From July-August till Durga Puja, business gets brisk and I manage to earn Rs 2,000, Rs 3,000 extra per month this time of the year, thanks to the shopaholics.
There is no limit to the number of people that I ferry during these months.
My customers typically consist of two types -- the kind and the unkind.
The former are generous enough to pay a tip of Rs 50 to Rs 100 while the latter prefer to haggle to the last breath.
On one occasion, I was so irritated with a woman (she was bargaining for more than 30 minutes) that I returned the entire fare with a rude parting note, "I don't take money from beggars."
But then there are good people as well.
There is a doctor, a regular customer whom I take to the fish market every Sunday -- he not only gives me Rs 100 as tip per trip, but also gets free medicines for me and my family back home.
With the West Bengal government keen on replacing hand-pulled rickshaws with battery operated ones (popularly known as e-rickshaws), I hear that factories have stopped manufacturing our kind of rickshaws.
I will never opt for these e-rickshwas.
I hear that each e-rickshaw costs about Rs 100,000. At this age, I don't want to invest such a huge amount.

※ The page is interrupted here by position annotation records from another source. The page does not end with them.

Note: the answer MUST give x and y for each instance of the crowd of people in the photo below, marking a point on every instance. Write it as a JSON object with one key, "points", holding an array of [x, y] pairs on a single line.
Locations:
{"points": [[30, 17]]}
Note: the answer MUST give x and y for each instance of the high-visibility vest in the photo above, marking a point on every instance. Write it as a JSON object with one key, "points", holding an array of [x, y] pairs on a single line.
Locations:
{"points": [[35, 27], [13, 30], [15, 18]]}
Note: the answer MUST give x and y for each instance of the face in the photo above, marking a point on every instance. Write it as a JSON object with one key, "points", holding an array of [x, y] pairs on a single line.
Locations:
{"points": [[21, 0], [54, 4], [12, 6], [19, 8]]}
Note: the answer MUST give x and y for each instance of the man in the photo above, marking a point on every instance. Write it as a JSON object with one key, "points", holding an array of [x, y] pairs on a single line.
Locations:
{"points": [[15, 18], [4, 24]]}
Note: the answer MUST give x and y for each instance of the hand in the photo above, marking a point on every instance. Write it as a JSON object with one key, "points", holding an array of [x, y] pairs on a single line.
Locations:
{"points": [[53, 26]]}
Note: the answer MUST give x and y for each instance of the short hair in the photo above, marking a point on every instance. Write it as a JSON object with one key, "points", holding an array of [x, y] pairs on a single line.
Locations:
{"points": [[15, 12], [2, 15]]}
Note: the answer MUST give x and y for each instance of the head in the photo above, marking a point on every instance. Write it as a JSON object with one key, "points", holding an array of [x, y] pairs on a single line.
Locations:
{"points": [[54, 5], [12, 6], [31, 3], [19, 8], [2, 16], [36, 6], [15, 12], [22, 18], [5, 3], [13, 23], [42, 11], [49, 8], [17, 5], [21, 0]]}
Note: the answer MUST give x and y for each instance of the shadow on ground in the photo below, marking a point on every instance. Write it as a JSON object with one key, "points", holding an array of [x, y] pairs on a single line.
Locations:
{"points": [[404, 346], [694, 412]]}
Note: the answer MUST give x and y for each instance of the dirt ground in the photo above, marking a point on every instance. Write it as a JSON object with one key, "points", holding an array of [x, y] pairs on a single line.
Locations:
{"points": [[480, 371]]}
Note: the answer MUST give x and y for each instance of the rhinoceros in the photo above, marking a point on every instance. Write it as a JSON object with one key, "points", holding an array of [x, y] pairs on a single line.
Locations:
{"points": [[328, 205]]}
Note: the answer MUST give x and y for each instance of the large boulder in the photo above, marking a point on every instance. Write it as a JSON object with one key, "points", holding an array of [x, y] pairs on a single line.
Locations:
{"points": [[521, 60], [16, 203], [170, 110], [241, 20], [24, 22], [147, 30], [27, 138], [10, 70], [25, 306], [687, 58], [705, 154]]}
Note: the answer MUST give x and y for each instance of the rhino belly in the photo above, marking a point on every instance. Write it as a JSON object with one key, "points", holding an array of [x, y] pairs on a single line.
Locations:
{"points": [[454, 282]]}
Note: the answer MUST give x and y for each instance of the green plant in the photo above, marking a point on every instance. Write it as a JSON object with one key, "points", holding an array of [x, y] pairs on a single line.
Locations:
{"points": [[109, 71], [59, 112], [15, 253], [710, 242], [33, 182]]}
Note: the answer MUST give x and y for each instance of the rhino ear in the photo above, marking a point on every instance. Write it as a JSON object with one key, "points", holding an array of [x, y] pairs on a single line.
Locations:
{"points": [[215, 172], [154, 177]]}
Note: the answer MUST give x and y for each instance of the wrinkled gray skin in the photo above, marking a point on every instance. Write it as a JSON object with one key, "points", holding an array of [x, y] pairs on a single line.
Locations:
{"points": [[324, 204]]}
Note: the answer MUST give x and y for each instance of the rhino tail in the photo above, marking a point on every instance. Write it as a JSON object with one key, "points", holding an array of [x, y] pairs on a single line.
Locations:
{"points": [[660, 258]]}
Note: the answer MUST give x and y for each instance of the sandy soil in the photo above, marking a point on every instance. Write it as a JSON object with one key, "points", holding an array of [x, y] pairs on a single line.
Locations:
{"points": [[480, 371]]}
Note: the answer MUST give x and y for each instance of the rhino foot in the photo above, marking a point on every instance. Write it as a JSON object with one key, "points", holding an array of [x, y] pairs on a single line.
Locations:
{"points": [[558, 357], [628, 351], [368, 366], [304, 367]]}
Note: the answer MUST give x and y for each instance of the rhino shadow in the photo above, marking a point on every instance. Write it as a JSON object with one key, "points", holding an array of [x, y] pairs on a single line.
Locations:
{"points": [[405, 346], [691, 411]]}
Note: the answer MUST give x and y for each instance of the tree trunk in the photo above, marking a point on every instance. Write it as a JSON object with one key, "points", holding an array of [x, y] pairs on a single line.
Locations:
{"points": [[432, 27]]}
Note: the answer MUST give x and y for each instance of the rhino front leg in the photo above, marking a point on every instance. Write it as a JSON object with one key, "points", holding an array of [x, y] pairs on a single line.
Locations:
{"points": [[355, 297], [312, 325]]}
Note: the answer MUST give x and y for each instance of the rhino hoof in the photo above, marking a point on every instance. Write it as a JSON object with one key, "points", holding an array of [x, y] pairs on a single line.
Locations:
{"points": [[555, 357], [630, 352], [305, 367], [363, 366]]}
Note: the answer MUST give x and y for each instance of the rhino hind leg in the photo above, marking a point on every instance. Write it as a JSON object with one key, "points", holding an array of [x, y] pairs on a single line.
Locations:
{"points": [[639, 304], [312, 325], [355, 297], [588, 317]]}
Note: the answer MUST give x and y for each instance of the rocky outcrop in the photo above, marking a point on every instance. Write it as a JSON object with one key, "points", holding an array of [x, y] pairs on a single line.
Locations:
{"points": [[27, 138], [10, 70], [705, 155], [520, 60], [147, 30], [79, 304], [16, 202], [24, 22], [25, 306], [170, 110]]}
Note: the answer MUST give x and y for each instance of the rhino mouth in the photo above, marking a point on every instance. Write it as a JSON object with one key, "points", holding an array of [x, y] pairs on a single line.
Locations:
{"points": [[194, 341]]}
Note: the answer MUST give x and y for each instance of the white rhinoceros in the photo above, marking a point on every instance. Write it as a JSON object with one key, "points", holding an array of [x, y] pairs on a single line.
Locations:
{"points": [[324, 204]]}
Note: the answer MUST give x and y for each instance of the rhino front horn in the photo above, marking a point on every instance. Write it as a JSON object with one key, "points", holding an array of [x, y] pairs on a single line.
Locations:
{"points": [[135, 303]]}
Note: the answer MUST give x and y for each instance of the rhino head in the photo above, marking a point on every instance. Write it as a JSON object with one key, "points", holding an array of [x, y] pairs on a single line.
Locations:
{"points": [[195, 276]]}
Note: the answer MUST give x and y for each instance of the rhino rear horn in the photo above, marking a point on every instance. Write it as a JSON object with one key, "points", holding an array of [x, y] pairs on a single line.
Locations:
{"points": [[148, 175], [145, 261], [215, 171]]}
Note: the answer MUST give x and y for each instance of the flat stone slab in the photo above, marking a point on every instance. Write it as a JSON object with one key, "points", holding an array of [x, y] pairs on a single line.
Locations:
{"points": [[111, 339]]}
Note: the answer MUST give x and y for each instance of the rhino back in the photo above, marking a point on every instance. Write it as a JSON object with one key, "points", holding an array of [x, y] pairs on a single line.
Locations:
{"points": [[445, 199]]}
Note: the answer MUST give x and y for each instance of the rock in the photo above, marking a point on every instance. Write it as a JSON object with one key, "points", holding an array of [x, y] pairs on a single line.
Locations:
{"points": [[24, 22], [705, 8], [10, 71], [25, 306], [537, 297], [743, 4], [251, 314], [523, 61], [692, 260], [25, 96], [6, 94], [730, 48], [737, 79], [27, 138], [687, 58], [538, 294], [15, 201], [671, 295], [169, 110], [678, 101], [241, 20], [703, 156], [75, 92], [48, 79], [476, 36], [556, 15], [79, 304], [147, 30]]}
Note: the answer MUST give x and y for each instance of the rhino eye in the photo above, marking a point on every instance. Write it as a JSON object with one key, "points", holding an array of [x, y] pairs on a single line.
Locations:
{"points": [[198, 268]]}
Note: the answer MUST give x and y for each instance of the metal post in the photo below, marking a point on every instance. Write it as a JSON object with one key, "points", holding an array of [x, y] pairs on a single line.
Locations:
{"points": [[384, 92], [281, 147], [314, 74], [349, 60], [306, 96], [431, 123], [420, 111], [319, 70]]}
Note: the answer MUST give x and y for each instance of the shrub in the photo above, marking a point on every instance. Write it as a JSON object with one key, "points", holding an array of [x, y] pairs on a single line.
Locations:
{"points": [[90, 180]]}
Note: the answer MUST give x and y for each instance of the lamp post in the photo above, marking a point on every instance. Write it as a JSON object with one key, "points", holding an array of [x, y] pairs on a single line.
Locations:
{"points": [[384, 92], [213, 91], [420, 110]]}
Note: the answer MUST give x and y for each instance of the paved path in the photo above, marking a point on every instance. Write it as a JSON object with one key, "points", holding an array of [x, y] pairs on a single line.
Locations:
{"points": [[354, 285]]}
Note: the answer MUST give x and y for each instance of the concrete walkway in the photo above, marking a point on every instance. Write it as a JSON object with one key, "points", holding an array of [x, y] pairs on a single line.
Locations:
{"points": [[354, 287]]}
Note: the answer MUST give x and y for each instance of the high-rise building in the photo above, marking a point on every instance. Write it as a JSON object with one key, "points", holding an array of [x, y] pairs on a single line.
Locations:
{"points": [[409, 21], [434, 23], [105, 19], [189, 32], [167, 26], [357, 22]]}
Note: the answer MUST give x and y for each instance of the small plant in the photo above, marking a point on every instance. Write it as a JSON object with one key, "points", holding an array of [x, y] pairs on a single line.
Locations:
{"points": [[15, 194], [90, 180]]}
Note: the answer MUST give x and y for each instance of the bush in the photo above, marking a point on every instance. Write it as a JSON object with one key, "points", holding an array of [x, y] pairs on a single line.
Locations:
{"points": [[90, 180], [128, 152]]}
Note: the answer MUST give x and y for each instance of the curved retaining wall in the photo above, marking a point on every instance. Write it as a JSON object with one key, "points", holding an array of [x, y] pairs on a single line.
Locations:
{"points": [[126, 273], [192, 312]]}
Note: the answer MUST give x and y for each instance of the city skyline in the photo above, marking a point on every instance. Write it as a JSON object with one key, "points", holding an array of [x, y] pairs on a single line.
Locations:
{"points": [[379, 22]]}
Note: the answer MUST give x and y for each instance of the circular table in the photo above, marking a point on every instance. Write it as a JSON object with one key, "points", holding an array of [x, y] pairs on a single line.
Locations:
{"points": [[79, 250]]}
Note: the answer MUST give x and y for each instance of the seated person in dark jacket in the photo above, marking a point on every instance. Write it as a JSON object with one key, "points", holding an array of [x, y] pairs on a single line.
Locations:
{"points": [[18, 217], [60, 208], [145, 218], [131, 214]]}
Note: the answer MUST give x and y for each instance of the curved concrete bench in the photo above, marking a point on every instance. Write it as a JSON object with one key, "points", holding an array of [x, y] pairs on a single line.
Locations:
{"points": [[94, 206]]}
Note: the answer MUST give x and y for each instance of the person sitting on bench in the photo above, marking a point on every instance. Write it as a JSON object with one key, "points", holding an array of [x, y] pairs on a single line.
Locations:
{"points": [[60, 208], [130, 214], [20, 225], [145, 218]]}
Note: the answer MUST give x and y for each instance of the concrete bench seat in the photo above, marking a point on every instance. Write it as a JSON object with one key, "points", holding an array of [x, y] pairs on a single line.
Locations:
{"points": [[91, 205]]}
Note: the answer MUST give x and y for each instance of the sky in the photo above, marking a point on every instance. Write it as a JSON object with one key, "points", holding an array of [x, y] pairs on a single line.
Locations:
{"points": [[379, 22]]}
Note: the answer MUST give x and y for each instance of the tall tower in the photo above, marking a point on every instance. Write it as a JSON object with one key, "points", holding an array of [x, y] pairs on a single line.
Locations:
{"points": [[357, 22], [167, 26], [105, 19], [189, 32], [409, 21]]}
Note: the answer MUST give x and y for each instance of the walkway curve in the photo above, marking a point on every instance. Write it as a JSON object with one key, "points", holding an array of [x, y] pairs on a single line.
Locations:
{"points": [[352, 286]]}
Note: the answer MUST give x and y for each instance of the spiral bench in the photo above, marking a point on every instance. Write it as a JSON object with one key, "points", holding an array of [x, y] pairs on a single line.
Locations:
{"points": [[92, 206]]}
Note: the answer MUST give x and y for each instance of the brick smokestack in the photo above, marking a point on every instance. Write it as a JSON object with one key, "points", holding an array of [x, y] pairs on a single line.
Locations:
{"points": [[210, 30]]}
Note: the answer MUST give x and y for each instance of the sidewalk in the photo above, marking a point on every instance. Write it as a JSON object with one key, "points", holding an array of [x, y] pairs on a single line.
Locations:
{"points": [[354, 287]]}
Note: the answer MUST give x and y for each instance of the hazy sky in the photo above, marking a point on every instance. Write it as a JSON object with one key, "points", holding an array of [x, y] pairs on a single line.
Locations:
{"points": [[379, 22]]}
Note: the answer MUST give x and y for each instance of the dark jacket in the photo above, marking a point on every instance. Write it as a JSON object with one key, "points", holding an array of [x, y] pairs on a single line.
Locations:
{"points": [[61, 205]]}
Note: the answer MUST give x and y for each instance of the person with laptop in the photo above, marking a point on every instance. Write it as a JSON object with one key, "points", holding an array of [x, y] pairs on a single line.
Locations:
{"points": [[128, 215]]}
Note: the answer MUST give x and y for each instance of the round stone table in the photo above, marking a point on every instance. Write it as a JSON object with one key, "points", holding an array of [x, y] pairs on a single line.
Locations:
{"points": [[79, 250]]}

Moreover, I have spent more than three decades pulling a rickshaw. Now, it's time for me to get some rest.
After retirement, I want to take my wife on a vacation to Delhi. She has never gone out of her home and deserves a grand holiday.
I like listening to FM radio.
Therefore, when my fellow rickshaw-pullers get anxious about the government's plan to phase out hand-pulled rickshaws, I stay unperturbed.
The old has to step aside making room for the new.
Though I do feel hand-pulled rickshaws accentuate the true heritage of old Kolkata, it has been tough for us in recent years with so many cars in this city.
We find it dangerous ferrying people amid heavy traffic.
Though modern people think hand-pulled rickshaws have lost their utility, we are in great demand during emergencies at night.
Ambulances and other vehicles are hardly available at night, especially in my part of the city, and if anyone falls sick, people call us for trips to the nearby hospital.
Our rickshaws are still in great demand among elderly women in north Kolkata who refuse to choose any other mode of transport for their weekly trips to the mandir (temple).
These women trust us a lot and once the puja gets over, tip as well and share the prasad.
I was listening to the radio news the other day.
I was dismayed to know that India scores pretty low on the global happiness index.
I have not studied much and don't have a proper understanding of the Constitution.
But I do know that it is the onus of any government to keep its people happy.
And on that count, India has failed miserably.
The West Bengal government wants to replace hand pulled rickshaws with e-rickshaws that would be more humane for the drivers.
Indrani Roy/Rediff.com met Mr Tapeshwar Ram on a rainy afternoon in Kolkata.